President Obama on Monday pledged his "full support" to the CIA, assuring the covert agency he would vigorously protect the security and identities of its members after his administration last week released classified memos on interrogation techniques.
The release drew criticism from former CIA directors including Michael Hayden, who worried that the disclosure of the Justice Department memos would have a chilling effect on agents' ability to operate in the field.
But Obama, in his first public visit to the agency's Langley headquarters, voiced unwavering support for the CIA as he stood beside Director Leon Panetta.
"You are an indispensable tool, the tip of the spear in America's international mission and our national security," Obama said. "I will be as vigorous in protecting you as you are in protecting the American people."
He acknowledged that "the last few days have been difficult" and said he would continue to fight to keep classified documents secret. But he defended his administration's decision to release select documents last week, saying much of the information in them was already public knowledge.
"I acted primarily because of the exceptional circumstances that surrounded these memos," Obama said.
The Obama administration has deflected calls to open criminal cases against those who conducted harsh interrogations as spelled out in the memos. But he also has demanded an end to the techniques described in the memos -- including waterboarding and many others.
Obama said Monday he understands the frustration of being asked to play by the rules against enemies "who have no scruples and would willingly and gladly kill innocents."
He said the U.S. is on "the better side of history" and must uphold its values.
"I believe that our nation is stronger and more secure when we deploy the full measure of both our power and the power of our values," he said. "You've got a harder job and so do I, and that's okay. ... That's why we can take such extraordinary pride in being Americans."
Panetta, speaking before Obama, echoed the president's opposition to harsh interrogation techniques. And he too suggested that calls for prosecutions against CIA officials be dropped.
"This is a time for reflection, not retribution," he said, urging Washington to avoid "laying blame for the past."
The White House drew criticism from both sides of the aisle last week.
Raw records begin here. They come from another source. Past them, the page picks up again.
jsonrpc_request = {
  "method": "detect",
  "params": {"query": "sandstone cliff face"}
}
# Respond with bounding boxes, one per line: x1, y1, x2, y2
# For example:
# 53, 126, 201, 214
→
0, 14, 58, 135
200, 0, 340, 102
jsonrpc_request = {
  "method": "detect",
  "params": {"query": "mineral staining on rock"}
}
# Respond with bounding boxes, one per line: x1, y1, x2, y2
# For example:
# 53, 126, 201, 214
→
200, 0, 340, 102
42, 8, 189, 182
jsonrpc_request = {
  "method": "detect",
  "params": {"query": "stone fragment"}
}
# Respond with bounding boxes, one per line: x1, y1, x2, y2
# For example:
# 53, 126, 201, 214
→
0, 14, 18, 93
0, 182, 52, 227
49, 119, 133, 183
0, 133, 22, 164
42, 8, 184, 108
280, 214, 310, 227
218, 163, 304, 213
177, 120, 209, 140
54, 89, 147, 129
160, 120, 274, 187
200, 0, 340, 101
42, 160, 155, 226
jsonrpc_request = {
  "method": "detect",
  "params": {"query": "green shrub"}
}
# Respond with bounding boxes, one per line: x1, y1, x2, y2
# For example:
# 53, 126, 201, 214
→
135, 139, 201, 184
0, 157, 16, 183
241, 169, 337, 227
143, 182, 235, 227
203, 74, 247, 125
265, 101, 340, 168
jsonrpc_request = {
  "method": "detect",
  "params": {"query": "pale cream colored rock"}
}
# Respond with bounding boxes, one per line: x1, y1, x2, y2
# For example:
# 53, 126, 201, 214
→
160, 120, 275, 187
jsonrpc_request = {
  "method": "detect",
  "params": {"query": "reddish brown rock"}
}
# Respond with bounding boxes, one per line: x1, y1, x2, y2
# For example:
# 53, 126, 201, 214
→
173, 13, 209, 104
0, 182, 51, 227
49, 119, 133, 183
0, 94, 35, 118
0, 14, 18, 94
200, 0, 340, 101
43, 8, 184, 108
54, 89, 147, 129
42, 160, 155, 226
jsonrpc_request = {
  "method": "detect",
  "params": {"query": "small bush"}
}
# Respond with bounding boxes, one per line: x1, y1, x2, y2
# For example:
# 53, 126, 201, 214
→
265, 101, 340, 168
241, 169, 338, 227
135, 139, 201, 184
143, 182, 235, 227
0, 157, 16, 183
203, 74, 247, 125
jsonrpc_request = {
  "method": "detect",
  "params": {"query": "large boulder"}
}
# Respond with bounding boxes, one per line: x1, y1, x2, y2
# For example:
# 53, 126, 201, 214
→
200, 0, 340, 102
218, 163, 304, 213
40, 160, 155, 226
Liberals wanted Obama to pursue criminal charges against those who allegedly tortured suspects. Bush administration officials and other Republicans scolded Obama for releasing classified information.
Sen. John McCain, R-Ariz., told FOX News earlier Monday that the decision to release the memos "helps no one."
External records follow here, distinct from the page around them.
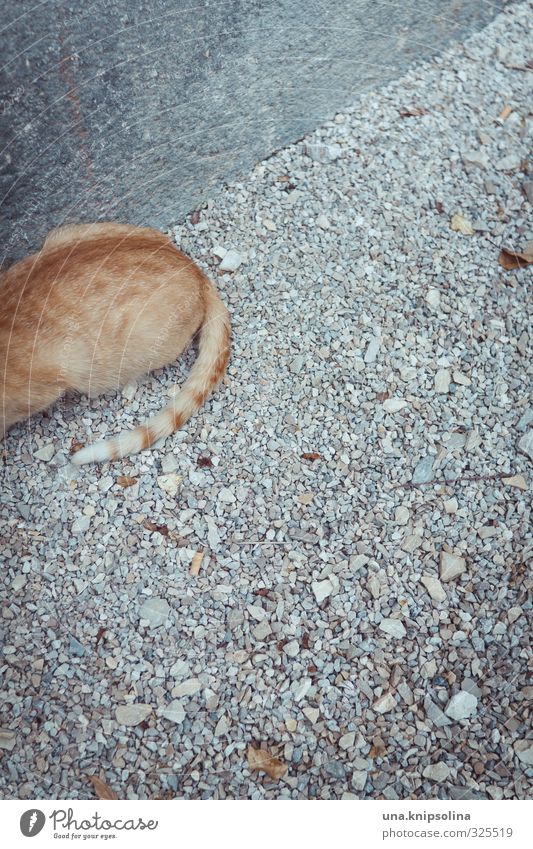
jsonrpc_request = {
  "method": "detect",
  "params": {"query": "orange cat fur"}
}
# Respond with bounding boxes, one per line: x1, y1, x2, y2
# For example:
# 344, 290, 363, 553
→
0, 222, 230, 464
"(The release) doesn't help America's image, does not help us address the issue and I think it was a serious mistake to release these memos," McCain said.
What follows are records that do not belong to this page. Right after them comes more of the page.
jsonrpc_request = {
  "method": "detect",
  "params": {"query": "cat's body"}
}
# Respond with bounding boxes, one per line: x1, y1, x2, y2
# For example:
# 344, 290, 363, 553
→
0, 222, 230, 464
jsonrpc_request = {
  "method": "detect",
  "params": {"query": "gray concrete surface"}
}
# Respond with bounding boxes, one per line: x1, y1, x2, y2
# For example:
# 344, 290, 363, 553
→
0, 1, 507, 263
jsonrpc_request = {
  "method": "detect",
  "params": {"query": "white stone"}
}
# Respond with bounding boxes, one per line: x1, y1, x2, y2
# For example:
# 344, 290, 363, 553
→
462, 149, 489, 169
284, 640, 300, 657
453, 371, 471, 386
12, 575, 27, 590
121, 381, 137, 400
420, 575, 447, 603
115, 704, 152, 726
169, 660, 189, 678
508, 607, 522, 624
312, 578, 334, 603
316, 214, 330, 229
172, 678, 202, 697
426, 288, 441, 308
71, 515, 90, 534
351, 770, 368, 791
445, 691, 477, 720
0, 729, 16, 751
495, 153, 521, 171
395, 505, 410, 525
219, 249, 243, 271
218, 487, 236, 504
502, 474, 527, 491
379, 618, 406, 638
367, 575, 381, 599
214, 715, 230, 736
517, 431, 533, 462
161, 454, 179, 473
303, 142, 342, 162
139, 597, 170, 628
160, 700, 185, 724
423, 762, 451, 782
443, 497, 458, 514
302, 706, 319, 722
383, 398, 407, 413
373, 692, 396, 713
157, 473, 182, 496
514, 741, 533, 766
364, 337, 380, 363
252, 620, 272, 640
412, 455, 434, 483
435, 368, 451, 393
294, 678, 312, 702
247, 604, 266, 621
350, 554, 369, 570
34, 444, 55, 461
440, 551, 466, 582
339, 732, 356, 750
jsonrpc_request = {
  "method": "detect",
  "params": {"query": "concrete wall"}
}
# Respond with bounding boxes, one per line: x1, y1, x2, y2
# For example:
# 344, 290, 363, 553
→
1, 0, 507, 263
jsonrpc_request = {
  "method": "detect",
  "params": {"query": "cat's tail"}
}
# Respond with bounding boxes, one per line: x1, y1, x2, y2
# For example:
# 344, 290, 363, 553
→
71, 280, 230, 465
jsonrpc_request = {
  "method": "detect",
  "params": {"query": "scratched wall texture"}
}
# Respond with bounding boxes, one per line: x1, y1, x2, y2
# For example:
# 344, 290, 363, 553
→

But he also criticized the CIA for reported claims in another memo that agents waterboarded an Al Qaeda suspect 183 times.
"It's unacceptable, it's unacceptable," said McCain, who spent five years in a Vietnamese prison during the Vietnam War. "One is too much. Waterboarding is torture, period. And I can assure you that once enough physical pain is inflicted on someone they will tell that interrogator whatever they think they want to hear. And most importantly, it serves as a great propaganda tool for those who recruit people to fight against us."